PPoL: A Periodic Channel Hopping Sequence with Nearly Full Rendezvous Diversity

TL;DR

This paper introduces PPoL, a novel periodic channel hopping sequence based on finite projective planes, achieving nearly full rendezvous diversity and significantly reducing maximum time-to-rendezvous in multichannel communication.

Contribution

PPoL is the first channel hopping sequence leveraging finite projective plane structures, providing nearly full rendezvous diversity and improved MTTR bounds.

Findings

PPoL achieves at least N-2 rendezvous channels for any nonzero clock drift.

The maximum time-to-rendezvous is bounded by N^2+3N+3, about 50% better than previous bounds.

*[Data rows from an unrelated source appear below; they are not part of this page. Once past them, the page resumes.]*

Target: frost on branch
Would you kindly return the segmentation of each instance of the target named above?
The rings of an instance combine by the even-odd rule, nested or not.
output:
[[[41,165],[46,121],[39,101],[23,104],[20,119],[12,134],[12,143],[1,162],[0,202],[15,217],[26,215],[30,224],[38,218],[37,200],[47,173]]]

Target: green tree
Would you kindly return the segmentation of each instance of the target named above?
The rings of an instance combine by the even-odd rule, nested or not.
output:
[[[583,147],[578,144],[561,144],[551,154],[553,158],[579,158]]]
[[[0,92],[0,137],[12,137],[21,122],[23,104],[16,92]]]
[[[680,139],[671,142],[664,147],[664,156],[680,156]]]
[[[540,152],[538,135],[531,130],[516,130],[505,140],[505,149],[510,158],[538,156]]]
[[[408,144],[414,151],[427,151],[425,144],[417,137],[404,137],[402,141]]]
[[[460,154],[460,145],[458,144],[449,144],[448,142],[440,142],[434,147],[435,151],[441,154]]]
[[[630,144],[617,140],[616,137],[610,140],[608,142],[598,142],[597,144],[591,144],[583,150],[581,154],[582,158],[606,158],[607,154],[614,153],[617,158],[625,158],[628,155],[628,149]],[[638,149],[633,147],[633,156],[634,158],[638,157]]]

PPoL's period is N^2-N+1 when N-1 is a prime power.

Abstract

We propose a periodic channel hopping (CH) sequence, called PPoL (Packing the Pencil of Lines in a finite projective plane), for the multichannel rendezvous problem. When $N-1$ is a prime power, its period is $N^2-N+1$, and the number of distinct rendezvous channels of PPoL is at least $N-2$ for any nonzero clock drift. By channel remapping, we construct CH sequences with the maximum time-to-rendezvous (MTTR) bounded by $N^2+3N+3$ if the number of commonly available channels is at least two. This achieves a roughly 50% reduction of the state-of-the-art MTTR bound in the literature.